Olympic Medical Center board approves cancer treatment tool

PORT ANGELES — Olympic Medical Center has added a high-tech weapon to its cancer-fighting arsenal.

Hospital commissioners voted 6-0 on Wednesday to approve the purchase of a Varian TrueBeam linear accelerator to treat cancer patients at the Sequim cancer canter.

The state-of-the-art, $2.7 million technology will allow radiation oncologists to treat tumors with a high dose of radiation to a precise location without damaging surrounding tissue.

“We will be the first one in the Pacific Northwest to have this equipment,” said Tara Lock, director of Olympic Medical Cancer Center.

The machine will be up and running by March, Lock said.

OMC Assistant Administrator Rhonda Curry said the technology “will move us to the level of world-class cancer centers around our country.”

Dr. Rena Zimmerman, OMC radiation oncologist, said the difference between the new machine and the 8-year-old equipment at the cancer center is akin to the difference between 35 mm film and a digital camera.

Dose rate

“This machine has a dose rate that is the highest available on the market,” Zimmerman told commissioners.

“It cuts down that treatment time by 75 percent.”

The new linear accelerator will enable doctors to perform stereotactic cancer therapy, which Lock described as a “more precise delivery of radiation.”

“One of these areas might be, for example, in a lung cancer,” Zimmerman said.

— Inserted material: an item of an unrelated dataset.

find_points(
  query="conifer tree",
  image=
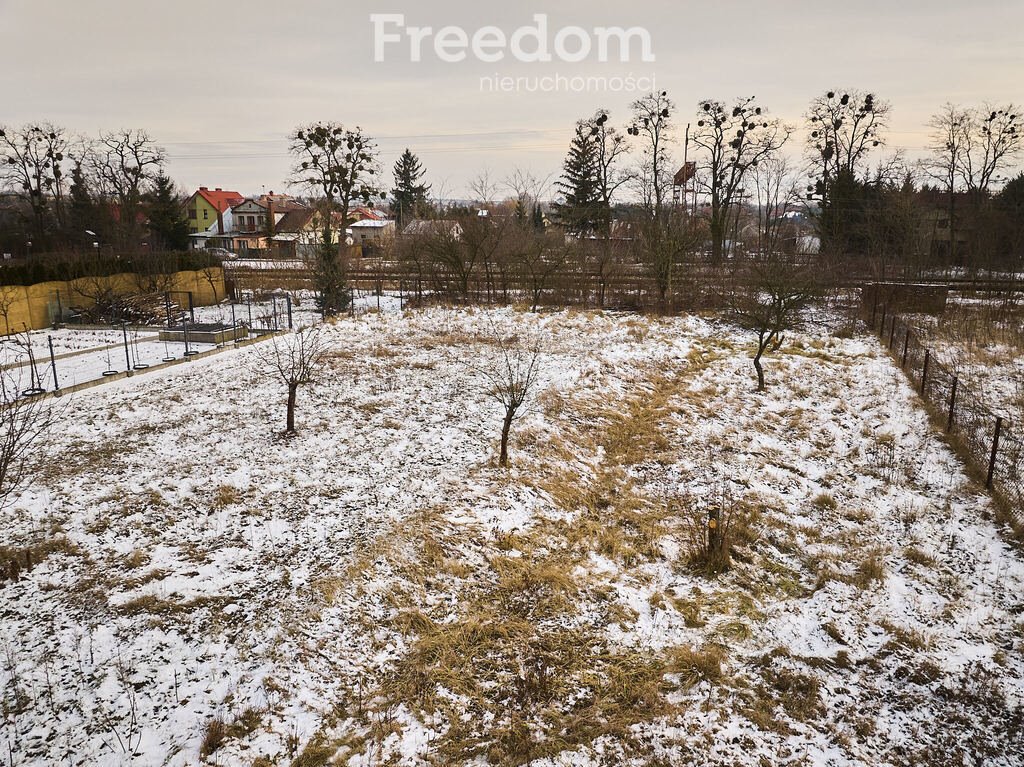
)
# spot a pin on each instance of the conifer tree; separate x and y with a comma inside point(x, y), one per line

“So imagine a lung cancer in the edges or the periphery of the lung. Usually, we try to take that patient to surgery and remove that.”

But patients with certain medical conditions can’t undergo invasive surgery.

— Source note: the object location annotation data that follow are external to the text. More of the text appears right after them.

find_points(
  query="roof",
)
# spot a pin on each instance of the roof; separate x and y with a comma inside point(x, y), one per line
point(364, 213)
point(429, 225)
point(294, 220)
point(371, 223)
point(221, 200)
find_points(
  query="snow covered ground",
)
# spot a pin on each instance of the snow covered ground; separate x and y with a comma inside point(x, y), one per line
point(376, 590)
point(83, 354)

“We can now treat that lesion very precisely and get the same result that the thoracic surgeon did by cutting it out,” Zimmerman said.

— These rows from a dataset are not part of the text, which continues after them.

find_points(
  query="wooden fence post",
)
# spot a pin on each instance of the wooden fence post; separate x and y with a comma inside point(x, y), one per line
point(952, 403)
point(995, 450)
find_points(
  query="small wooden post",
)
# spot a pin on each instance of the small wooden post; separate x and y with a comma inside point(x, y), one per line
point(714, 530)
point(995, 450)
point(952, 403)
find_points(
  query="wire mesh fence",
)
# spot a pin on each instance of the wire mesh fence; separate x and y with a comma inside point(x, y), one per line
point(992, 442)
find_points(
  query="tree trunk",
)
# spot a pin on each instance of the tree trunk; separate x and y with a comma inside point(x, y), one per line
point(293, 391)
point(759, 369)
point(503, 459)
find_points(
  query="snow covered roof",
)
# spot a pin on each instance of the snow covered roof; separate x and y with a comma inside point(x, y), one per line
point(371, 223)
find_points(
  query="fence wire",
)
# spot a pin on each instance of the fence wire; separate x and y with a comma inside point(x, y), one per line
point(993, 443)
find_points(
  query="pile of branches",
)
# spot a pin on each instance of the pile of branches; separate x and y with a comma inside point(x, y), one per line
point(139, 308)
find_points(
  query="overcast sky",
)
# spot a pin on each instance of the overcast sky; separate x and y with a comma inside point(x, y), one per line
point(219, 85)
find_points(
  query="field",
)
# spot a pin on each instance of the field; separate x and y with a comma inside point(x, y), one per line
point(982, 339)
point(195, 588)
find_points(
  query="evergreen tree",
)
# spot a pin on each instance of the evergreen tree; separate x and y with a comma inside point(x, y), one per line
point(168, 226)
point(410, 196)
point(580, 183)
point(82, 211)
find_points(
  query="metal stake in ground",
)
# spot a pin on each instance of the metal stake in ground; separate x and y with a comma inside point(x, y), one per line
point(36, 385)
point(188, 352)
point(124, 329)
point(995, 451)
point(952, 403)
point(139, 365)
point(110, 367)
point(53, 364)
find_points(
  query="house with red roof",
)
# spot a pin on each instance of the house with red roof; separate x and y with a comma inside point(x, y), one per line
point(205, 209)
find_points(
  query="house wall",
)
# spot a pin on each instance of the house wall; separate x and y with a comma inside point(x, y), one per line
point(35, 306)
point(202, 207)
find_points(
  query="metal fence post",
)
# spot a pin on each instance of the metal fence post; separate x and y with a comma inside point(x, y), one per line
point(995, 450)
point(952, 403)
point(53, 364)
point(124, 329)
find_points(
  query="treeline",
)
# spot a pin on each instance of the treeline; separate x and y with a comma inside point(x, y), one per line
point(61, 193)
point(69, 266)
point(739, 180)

Stereotactic radiation treatment can be used for brain, liver and other forms of cancers, Zimmerman added.

The combination of the TrueBeam linear accelerator and OMC’s new CT scanner also will allow for “gating.”

Follows the target

Gating enables doctors to treat breast and other cancers without damaging nearby organs as a patient breathes and the tumor moves.

“It essentially follows the target,” Lock said.

OMC will share information about its new machine with Seattle Cancer Center, to which it is an affiliate, Lock said.

The hospital commissioners also approved a $500,000 temporary vault and linear accelerator to be used for three months during the removal of the old machine and installation of the new one.

A $225,000-per-year maintenance contract for the new machine runs from 2012 to 2015.

OMC’s Budget and Audit Committee recommended the purchase.

“This is probably our single largest capital expenditure for one single piece of equipment that we’ve had in I don’t know how many years,” said Commissioner John Nutter, who chairs the budget committee.

“It fits very well into our strategic plan. It provides some of the safest and most effective treatment that’s out there. The quality is second to none.”